Current practice is 1 garbage bin and 1 recycling bin per unit. The Site Plan indicates the use of 4 plastic bins for the garbage and 4 bins for recycling for a 10 Unit Commercial building. Every Triplex on the same street has 3 bins for garbage and 3 bins for recycling; the standard 1 per unit. 10 units should require a total of 20 bins.

I don’t want to give the impression this was their primary argument. Mostly it was the typical kitchen sink strategy: density, traffic, parking, etc. But I was legitimately curious about the trash issue. It was the kind of unfamiliar argument where you think you’re hearing bullshit, but you can’t know for sure. As someone who lives with another adult in a one bedroom apartment, two bins per unit sounds like overkill.

Now there’s a ruckus regarding a fourplex at 3621 Bryant (going before the city’s Zoning & Planning Committee today), involving some of the same residents and the same developer (regular readers will know the developer as the Turkey Guys, builders of the iconic, soon-to-be-historic, Rocket House at 2743 Dupont). And I’m seeing a similar garbage argument. So I poked around behind some apartment buildings to investigate the customs of our neighborhood’s Garbage People (known to some as “renters”).

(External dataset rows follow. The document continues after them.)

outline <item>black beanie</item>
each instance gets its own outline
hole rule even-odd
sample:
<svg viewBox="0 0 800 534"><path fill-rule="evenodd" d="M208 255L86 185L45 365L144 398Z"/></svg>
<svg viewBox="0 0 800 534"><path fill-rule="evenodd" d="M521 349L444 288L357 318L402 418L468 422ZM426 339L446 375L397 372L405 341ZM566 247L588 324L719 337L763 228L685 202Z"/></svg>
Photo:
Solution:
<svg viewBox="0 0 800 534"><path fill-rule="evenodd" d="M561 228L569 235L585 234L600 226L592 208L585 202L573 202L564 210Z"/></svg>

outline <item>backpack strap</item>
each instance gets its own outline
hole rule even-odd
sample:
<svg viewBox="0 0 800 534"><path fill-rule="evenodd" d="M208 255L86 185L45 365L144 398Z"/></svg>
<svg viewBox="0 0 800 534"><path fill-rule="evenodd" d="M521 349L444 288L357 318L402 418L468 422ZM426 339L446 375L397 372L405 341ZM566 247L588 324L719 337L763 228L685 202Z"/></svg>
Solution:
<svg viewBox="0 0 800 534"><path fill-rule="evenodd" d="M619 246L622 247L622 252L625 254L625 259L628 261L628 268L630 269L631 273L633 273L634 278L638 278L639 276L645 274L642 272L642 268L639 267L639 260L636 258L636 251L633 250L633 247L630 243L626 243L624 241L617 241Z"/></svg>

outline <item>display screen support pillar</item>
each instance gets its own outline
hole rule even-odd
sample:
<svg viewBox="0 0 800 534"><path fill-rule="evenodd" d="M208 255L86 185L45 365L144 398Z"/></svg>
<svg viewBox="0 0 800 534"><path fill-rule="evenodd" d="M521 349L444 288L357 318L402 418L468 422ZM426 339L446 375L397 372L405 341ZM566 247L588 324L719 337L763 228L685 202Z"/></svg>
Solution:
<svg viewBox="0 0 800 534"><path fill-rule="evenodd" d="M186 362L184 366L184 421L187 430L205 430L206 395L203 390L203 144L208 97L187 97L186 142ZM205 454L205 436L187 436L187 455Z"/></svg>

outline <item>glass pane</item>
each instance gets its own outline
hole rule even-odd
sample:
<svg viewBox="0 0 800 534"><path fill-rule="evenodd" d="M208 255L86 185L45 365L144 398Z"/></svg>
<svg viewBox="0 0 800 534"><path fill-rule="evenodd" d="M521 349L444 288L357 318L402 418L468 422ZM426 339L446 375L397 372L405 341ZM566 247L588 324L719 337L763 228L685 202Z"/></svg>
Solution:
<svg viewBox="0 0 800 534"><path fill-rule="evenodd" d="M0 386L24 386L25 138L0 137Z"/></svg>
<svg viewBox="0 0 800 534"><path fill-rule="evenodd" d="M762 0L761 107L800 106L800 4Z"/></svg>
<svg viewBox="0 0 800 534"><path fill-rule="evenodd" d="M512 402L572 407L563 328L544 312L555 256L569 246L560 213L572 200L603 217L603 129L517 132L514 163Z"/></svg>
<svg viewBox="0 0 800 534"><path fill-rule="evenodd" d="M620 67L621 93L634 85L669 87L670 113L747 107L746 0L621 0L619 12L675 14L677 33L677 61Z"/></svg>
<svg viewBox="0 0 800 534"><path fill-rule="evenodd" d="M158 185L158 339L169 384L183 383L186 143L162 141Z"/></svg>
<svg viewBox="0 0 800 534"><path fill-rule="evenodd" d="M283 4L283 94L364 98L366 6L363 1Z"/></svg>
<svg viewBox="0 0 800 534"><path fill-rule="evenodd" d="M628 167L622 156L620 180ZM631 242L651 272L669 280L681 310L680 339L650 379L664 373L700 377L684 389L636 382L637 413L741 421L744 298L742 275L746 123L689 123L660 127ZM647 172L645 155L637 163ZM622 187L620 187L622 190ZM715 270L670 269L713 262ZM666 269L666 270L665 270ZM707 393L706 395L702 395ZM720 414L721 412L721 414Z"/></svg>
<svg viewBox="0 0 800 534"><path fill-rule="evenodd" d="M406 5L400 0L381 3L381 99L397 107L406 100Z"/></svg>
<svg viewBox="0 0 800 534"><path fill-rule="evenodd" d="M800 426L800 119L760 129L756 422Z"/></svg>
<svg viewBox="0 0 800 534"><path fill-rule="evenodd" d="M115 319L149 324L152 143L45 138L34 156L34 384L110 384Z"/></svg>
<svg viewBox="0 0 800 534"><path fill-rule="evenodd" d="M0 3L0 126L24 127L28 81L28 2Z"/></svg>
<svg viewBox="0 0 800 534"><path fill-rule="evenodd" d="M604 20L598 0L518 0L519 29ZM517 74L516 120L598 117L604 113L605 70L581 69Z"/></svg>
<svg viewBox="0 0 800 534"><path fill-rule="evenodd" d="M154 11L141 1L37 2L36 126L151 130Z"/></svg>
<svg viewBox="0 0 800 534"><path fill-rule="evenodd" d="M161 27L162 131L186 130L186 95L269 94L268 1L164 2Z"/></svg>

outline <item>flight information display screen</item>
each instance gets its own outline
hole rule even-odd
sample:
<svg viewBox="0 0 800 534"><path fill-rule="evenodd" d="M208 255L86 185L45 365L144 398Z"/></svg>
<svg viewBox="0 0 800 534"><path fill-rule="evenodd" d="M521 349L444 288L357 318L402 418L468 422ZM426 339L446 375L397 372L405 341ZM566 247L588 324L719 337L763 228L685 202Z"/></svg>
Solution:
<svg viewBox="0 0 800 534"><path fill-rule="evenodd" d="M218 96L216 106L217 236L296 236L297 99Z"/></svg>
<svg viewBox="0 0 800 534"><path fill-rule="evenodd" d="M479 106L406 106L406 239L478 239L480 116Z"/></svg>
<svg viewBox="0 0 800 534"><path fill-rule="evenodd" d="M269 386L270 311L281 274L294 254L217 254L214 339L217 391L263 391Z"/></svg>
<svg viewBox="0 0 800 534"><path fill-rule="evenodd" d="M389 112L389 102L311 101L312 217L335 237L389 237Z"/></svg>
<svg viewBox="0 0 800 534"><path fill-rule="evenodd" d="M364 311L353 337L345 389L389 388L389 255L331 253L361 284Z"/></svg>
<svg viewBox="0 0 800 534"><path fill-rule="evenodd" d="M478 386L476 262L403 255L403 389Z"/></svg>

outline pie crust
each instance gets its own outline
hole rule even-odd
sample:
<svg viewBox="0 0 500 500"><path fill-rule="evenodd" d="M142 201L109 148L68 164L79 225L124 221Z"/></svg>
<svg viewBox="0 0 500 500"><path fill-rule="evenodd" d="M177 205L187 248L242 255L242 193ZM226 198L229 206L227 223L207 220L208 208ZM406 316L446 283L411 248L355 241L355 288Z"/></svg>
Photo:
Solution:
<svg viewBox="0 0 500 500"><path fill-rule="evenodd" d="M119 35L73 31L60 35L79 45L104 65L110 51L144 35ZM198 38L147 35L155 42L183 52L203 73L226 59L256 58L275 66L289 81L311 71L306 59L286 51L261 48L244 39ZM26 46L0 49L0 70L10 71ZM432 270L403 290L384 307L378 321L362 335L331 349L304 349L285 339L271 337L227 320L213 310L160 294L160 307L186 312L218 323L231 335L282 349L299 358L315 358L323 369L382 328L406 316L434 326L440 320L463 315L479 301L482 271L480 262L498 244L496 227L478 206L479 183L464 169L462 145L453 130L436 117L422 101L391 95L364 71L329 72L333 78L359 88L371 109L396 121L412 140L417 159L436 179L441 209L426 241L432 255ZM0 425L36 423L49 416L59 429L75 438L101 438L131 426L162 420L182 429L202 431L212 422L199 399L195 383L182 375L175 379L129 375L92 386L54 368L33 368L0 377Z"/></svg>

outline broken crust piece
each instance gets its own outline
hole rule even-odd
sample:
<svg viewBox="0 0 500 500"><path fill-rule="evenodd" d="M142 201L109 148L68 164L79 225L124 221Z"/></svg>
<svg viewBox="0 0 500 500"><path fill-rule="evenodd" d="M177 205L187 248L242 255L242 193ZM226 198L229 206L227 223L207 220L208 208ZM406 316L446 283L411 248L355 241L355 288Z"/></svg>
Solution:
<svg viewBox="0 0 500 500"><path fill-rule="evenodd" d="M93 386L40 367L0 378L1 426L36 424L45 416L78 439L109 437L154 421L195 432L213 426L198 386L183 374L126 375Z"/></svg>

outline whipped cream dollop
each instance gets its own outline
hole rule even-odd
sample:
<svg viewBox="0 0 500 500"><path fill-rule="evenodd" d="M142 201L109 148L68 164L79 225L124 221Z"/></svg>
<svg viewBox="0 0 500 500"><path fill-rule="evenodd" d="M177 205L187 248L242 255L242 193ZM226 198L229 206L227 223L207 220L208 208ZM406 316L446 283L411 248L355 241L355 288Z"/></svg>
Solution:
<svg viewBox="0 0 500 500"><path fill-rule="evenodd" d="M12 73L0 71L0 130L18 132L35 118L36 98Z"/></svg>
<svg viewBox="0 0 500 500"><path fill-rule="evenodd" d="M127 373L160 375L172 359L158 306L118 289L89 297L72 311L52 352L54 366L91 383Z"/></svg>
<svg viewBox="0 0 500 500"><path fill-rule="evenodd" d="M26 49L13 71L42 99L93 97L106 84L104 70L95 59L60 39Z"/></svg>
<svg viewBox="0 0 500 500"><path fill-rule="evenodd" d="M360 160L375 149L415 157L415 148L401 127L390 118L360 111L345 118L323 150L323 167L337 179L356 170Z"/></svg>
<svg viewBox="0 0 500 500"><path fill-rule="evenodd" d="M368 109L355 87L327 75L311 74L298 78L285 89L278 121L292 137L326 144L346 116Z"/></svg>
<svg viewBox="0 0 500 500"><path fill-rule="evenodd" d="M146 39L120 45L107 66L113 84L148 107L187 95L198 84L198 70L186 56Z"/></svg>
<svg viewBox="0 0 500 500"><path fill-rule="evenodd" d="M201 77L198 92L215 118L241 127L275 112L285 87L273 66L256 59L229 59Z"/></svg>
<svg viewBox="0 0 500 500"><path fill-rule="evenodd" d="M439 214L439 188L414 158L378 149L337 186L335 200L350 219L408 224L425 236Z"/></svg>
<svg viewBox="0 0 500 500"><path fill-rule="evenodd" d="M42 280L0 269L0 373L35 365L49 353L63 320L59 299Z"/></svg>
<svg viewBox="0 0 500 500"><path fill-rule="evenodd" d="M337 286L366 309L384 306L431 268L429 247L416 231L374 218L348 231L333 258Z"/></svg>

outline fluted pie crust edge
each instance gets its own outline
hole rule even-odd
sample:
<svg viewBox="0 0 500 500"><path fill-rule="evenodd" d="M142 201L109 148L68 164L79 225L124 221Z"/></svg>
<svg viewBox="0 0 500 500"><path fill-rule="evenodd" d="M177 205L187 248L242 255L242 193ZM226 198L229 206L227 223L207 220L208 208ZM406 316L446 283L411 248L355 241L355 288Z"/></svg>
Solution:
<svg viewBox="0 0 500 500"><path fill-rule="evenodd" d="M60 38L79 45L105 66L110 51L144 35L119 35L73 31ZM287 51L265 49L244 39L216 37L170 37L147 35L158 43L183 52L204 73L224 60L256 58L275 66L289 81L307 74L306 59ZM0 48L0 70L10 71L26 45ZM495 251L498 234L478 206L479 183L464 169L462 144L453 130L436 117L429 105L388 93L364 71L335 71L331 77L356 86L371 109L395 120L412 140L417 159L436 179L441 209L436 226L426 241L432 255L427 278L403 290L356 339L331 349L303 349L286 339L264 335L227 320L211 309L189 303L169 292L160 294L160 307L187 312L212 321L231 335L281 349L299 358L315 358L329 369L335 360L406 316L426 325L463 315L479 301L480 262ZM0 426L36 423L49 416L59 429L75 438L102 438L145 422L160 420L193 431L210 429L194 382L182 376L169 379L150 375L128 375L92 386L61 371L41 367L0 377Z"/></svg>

902 West Franklin Ave: 10 bins (4 recycling, 6 garbage). 
905 West Franklin: one dumpster.
905 West Franklin: four recycling bins.

Our hidden cameras uncovered the following:

  • 902 West Franklin is a 26-unit apartment building with 36 total bedrooms. There are four bins for recycling, and six for trash. Bed to Bin Ratio (B2BR)* of 3.6:1.
  • 905 West Franklin (next door to 2008 Bryant) is a 46-unit apartment building with 71 total bedrooms. There’s one dumpster (conservatively guessing it’s four cubic yards) and four recycling bins. Converting the dumpster to bin size gives a B2BR of 4.25:1.

Let’s compare this to the buildings facing trash-related objections:

  • 2008 Bryant Ave will be a 10-unit building with 19 bedrooms. Four bins each for trash and recycling. B2BR of 2.38:1 (concerned residents were calling for a Bed to Bin Ratio of 1:1).
  • 3621 Bryant will be a four-unit building with 16 bedrooms. The plans don’t indicate how many bins, but let’s say eight, which equals a B2BR of 2:1. Fewer bins would still provide more trash capacity than the existing apartment buildings listed above.

*Keep in mind that I have invented the Bed to Bin Ratio (B2BR). B2BR is an advanced statistic available only to subscribers of Wedge LIVE Premium. B2BR is not intended as a useful measure of anything.